Fully explain your ideas

To get an excellent score in the IELTS Task 2 writing section, one of the easiest and most effective tips is structuring your writing in the most solid format. A great argument essay structure may be divided to four paragraphs, in which comprises of four sentences (excluding the conclusion paragraph, which comprises of three sentences).

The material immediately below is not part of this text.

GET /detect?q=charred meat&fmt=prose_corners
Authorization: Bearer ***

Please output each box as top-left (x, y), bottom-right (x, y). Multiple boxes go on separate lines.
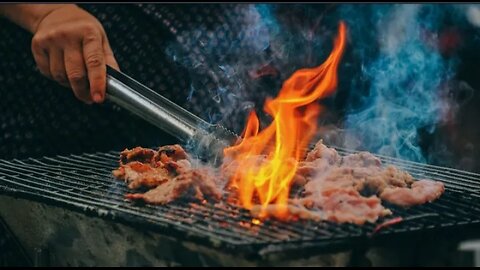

For we to consider an essay structure a great one, it should be looking like this:

  • Paragraph 1 - Introduction
    • Sentence 1 - Background statement
    • Sentence 2 - Detailed background statement
    • Sentence 3 - Thesis
    • Sentence 4 - Outline sentence
  • Paragraph 2 - First supporting paragraph
    • Sentence 1 - Topic sentence
    • Sentence 2 - Example
    • Sentence 3 - Discussion
    • Sentence 4 - Conclusion
  • Paragraph 3 - Second supporting paragraph
    • Sentence 1 - Topic sentence
    • Sentence 2 - Example
    • Sentence 3 - Discussion
    • Sentence 4 - Conclusion
  • Paragraph 4 - Conclusion
    • Sentence 1 - Summary
    • Sentence 2 - Restatement of thesis
    • Sentence 3 - Prediction or recommendation

Our recommended essay structure above comprises of fifteen (15) sentences, which will make your essay approximately 250 to 275 words.